Restaurants are not just culinary, service and environment is a huge part of that
As times have changed, so has Keller’s role at his own restaurants. He now likens himself to the boss of a sports franchise overseeing a team of athletes – the chefs, servers and managers who make the business a success. The French Laundry and Per Se are famously linked by a live video feed, and there is a constant collaboration between the two restaurants. His book is an ode to this ‘community’ as much as it is a reflection on his own work, and features contributions from chefs and profiles of the restaurants’ suppliers.
But back to the question of the future. With such a successful career behind him, what’s left for Keller to achieve? “I want to break 80 in golf,” he jokes, before turning more serious.
“As we mature in our careers we want to make sure the next generation have what they need. We are here for a specific amount of time and if we’re not preparing them to take over and do better than us, then we’re not doing our jobs.”
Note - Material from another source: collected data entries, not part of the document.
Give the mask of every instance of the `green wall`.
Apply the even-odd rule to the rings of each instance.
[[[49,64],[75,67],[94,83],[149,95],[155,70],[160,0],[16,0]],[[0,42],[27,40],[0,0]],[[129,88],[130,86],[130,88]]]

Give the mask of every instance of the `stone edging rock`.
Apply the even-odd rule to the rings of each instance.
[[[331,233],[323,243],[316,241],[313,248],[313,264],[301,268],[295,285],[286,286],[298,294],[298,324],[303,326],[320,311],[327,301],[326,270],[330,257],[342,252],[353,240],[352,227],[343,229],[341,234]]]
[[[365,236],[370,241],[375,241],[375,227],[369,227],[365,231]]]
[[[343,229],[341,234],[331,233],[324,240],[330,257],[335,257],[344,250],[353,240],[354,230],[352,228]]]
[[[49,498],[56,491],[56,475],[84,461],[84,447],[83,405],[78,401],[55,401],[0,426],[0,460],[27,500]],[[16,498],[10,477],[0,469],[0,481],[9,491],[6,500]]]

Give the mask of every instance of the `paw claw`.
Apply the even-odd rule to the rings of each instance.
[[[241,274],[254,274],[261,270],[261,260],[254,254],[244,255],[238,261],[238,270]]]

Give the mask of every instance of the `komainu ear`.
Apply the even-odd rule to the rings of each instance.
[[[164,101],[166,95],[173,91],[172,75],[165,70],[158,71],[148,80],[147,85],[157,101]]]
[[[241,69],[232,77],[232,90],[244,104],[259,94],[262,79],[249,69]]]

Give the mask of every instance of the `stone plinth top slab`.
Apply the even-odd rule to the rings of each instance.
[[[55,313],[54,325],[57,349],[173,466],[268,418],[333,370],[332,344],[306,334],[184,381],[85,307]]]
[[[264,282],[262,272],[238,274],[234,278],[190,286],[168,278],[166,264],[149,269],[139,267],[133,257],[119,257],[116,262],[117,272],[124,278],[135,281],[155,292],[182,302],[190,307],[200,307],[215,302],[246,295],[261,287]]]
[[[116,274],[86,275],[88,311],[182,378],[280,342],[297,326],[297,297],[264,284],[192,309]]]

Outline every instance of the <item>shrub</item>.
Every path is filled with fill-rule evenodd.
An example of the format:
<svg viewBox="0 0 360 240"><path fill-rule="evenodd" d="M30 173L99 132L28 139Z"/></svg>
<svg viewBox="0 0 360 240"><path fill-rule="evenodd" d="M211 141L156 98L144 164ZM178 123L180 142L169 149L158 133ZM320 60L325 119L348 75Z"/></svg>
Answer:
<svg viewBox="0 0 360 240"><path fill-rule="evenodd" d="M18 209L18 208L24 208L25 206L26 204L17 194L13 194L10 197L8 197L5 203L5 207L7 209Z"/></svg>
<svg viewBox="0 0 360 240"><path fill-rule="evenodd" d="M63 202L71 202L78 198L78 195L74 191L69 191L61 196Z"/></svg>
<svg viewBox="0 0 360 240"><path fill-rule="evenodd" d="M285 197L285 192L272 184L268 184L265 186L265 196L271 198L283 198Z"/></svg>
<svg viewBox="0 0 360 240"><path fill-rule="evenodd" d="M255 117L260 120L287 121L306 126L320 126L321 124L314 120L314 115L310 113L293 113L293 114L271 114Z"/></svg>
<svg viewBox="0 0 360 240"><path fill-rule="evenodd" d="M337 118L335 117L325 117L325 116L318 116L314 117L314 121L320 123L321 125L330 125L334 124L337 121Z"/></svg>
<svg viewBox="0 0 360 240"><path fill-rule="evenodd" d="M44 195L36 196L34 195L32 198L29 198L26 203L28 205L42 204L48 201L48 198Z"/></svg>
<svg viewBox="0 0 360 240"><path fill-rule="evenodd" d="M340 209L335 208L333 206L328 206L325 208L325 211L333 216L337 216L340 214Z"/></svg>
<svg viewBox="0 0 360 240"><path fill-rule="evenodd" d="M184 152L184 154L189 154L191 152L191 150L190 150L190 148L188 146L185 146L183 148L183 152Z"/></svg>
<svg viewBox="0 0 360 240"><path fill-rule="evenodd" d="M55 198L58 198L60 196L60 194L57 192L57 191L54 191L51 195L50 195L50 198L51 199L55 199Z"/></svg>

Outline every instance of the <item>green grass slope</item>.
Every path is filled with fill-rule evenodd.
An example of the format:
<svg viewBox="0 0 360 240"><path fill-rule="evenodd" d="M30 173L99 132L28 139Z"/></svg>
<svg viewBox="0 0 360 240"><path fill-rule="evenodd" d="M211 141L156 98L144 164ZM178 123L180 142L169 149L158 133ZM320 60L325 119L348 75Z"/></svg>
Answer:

We are here for a specific amount of time and if we’re not preparing the next generations to take over and do better than us, then we’re not doing our jobs
He says French Laundry executive chef David Breeden and Per Se’s chef de cuisine Corey Chow, who both rose through the ranks to take over the famous kitchens, have surpassed his own skill.
“They have better training and tools and environment. As chefs our job is not just about our restaurant, it’s to elevate the standards of our profession. If we’re not doing that as business leaders, then we’re truly not being responsible.”
The chef is confident that the restaurant industry will survive its current crisis. He believes people’s desire to dine out will only be stronger after a tough year.
“With every catastrophic event in history, going back to the Spanish flu or the stock market crash, the one thing that people keep yearning for and coming back to is restaurants. They’re a place to find solace and moments of celebration, nutrition and nourishment.
“It’s going to be devastating for a lot of careers, where people have lost everything, but in the long run restaurants will bounce back in a great way. There are going to be a lot of opportunities for people.”
As our call comes to an end, I ask Keller if there is anything he would change about the last 26 years since he opened French Laundry – the troubles of 2020 aside. He takes a moment to weigh this up.
“If anybody looks back on their life and career, there’s always something they would do differently. What happened with the French Laundry and Per Se was historic in the US. No one has done it since. Would I choose a different location or design? I could have done, but then we wouldn’t have achieved what we did.
“So no,” Keller laughs. “I wouldn’t have done anything differently.”
The French Laundry, Per Se, by Thomas Keller, published by Artisan Books, is out now.